Anthropic Sued by Authors for Training Its AI on Their Books

Anthropic is now the third major tech player (after OpenAI and Meta) to be sued by authors for using copyrighted works to train their large language models. In this claim, the Books3 data set, which includes thousands of copyrighted books, is the central target. It was used to train Anthropic’s Claude LLM: this isn’t in dispute, as Anthropic has already admitted it. The question though is this legal? Does it rise to level of piracy? Or does machine-learning have the legal protection of human-learning, in which I can read as many books as I want to learn how to write better. This is probably the most important and interesting question out there in the world of books and reading.

831 Stories Aims to…Well Publish Romance Novels

Maybe I am missing something, but a romance imprint distributed by Simon & Schuster doesn’t really qualify as start-up, does it? There doesn’t seem to be anything novel in the conception, technology, or business model here, and even the vision statement feels more 2014 than 2024: “strip the label of guilty pleasure from the joyful experience of reading romance, and make it just…pleasure?” Romancelandia itself has been the most productive incubator or new ideas, stories, perspectives for the last decade (or more), so while I am all for new imprints, this one has the smell of leading from behind.
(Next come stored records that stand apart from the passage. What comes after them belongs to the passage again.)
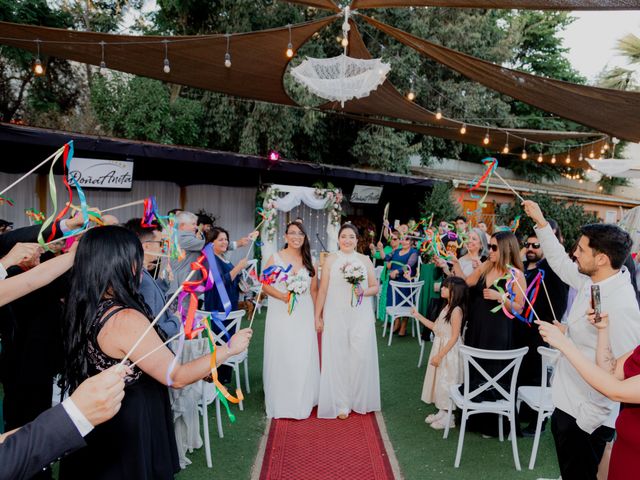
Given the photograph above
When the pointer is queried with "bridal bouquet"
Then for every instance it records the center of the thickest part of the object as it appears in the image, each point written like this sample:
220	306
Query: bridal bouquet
354	274
296	285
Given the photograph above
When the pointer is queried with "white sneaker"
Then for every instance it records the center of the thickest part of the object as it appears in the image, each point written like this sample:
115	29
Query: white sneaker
441	424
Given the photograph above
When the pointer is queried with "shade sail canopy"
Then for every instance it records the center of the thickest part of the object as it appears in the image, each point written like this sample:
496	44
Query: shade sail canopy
611	111
258	58
508	4
387	101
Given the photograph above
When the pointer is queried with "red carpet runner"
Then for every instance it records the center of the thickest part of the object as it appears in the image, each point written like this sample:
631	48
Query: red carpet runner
318	449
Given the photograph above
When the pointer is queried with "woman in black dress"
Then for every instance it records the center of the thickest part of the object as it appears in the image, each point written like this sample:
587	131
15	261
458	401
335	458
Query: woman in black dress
104	317
488	330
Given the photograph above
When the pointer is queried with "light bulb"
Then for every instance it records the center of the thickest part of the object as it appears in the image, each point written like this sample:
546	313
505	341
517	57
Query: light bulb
38	69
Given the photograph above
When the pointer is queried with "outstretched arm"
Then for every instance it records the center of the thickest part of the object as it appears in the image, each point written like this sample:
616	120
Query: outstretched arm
627	391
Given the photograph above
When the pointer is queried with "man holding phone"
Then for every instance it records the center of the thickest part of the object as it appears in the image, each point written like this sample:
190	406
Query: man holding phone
583	421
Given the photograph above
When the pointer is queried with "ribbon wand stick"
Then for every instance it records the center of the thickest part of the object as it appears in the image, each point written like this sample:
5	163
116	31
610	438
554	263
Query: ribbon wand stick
46	160
155	320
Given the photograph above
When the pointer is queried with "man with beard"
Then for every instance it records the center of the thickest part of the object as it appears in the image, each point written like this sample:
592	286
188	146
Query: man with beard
583	420
548	307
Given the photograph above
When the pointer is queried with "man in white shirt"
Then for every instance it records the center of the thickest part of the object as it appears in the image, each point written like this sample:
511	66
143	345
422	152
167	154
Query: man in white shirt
61	429
583	421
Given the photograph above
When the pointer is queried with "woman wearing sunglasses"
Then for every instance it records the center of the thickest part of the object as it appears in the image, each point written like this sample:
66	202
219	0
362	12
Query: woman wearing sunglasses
486	329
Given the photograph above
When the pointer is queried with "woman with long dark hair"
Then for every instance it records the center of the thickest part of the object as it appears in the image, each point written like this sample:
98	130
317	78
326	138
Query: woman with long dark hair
490	330
105	315
291	371
349	379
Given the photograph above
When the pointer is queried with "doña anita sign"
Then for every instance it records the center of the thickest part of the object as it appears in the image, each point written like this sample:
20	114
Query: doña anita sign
95	173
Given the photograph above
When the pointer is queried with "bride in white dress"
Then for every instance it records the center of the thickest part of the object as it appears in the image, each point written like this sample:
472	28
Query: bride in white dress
291	370
349	378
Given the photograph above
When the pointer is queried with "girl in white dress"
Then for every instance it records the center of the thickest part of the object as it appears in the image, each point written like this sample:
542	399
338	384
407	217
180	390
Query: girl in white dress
445	367
349	378
291	370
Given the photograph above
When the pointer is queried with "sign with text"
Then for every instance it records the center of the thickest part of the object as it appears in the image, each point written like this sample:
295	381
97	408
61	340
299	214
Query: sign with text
365	194
95	173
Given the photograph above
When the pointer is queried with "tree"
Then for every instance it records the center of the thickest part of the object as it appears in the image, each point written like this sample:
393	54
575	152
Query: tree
440	203
21	93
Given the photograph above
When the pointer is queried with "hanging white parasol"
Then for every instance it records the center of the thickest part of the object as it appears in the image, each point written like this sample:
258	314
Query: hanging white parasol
341	78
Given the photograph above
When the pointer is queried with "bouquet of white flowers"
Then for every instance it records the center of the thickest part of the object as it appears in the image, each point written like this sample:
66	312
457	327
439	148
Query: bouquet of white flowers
296	285
354	274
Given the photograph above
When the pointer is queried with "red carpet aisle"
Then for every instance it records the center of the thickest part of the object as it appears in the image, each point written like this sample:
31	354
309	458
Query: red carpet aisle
316	449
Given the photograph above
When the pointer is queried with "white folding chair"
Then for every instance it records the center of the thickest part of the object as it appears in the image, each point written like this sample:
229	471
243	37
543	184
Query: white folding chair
539	398
234	320
405	296
503	407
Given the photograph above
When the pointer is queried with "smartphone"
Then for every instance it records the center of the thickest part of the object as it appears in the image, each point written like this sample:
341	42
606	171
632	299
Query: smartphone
595	301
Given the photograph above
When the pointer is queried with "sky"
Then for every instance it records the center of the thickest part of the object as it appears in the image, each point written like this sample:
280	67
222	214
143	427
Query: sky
592	39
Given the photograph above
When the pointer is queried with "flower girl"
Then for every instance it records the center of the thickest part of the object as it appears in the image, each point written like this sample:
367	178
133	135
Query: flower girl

How Ireland became the world’s literary powerhouse

The world’s lieraray powerhouse might be a little much, but Ireland does seem to outpunch its weight when it comes to big-time awards and influence (four Nobels and six Bookers), so why exactly might that be? This article argues that it is sort of everthing? From libraries to funding to bookstore to lit mags to readership: Ireland seems to care more, on a per capita basis, about reading and writing than most countries. It would be fascinating to see some sort of breakdown/quantification of this “care,” some formula of public funding and educational dollars and book sales and so on, both for Ireland, and the wider reading and writing world.

The Best New Book Releases Out This Week

We are licking the last of summer out of the jar, but there are still interesting new books coming out before the Fall deluge (The Shafak is my next buy I think).